Ditatapnya tajam, ”Kita belajar! Meski jadi semacam buronan. Itu cuma bungkus. Dan bungkus bisa dipasangkan berupa apa saja, tergantung kemasan seperti apa yang diterima orang di luar sana. Aku nggak suka menjawab ini. Kita bukan barang dagangan. Apalagi macam makanan dalam kemasan yang sekali habis lalu dibuang. Kurasa hatimu tahu. Seperti hatiku pun tahu".
Hening beberapa lama.
Perempuannya terisak memeluk lutut. Nyeri yang tadi menjalar kini bertambah, dengan hadirnya pilu.

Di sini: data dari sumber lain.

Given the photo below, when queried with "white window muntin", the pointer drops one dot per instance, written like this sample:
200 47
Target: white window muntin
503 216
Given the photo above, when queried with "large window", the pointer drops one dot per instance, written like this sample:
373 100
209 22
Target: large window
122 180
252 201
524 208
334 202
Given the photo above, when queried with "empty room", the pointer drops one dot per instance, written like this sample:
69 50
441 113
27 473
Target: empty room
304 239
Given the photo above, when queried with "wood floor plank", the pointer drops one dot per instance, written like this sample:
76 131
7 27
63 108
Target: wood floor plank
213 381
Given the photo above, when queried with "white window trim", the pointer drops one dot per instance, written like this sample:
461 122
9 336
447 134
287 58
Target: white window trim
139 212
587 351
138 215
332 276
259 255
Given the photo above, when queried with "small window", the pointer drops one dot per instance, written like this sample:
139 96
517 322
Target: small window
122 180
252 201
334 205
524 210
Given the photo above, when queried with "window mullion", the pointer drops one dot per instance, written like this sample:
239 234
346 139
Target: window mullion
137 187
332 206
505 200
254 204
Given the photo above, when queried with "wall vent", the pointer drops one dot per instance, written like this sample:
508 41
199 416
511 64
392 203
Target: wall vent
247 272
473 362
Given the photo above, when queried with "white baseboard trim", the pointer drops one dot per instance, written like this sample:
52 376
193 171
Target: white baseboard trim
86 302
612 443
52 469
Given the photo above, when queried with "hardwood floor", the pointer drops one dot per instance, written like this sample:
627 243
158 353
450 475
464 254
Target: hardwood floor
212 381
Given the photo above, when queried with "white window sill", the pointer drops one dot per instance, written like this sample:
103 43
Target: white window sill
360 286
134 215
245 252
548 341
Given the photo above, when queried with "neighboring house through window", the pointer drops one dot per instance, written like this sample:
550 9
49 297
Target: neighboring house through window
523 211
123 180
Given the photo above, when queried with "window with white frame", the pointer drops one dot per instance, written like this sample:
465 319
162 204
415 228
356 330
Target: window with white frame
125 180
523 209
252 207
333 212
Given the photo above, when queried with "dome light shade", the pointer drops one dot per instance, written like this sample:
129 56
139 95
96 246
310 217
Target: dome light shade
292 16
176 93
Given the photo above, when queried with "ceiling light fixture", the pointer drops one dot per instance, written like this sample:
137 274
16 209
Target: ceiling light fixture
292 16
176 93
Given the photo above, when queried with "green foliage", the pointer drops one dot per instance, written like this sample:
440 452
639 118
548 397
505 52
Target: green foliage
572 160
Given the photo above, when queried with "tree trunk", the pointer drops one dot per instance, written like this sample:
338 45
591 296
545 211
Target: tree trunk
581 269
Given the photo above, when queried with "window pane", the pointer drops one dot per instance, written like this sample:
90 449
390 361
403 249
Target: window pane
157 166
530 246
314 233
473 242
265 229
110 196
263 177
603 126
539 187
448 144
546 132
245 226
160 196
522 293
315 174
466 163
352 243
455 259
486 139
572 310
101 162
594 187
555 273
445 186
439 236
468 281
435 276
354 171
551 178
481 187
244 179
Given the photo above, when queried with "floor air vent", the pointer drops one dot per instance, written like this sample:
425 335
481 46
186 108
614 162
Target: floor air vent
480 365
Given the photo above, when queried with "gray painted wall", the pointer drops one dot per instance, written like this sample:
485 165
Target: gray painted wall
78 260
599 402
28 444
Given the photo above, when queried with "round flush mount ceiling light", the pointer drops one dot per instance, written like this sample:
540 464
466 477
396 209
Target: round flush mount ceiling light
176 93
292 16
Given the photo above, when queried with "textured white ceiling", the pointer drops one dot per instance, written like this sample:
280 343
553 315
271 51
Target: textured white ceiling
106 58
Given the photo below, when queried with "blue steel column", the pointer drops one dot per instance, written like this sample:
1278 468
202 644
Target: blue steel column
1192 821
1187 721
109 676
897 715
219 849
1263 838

Sakitnya berjuta kali lipat dari sekadar waktu nagih.
Sang Pria menoleh sesaat. ”Aku memutuskan bersamamu, karena kamu yang mampu membuat diriku tercermin secara utuh. Bukan lantaran takut sepi. Kalau mau, aku... Aku mampu hidup sendiri”, gumpalan emosi itu dimuntahkannya dengan memukul tembok.
Perempuannya berdiri dan berlari. Direngkuh prianya dari belakang. Dibalikkannya tubuh itu perlahan. Ia eratkan lagi rengkuhannya dari yang tadi. Meresapi desiran dan aroma napas meski tak wangi. Udara yang menghidupi mereka berdua.
Dikecupnya kening Sang Pria dengan takzim.
”Aku sudah tahu jawabannya, Bang... Bahwa nilai, norma, adalah harga yang harus dibayar untuk menebus surga”.
Direngkuhnya sungguh-sungguh, dihapusnya air mata si perempuan dengan punggung jarinya. Diucapkannya satu prasasti lisan dengan tekanan tak biasa, “Aku mencintaimu, lebih dari surga itu”
...
Seseorang yang tinggal di rumah seberang terkesiap.
Dari balik tirai ia melihat, rumah yang disekap pengap itu memendarkan cahaya.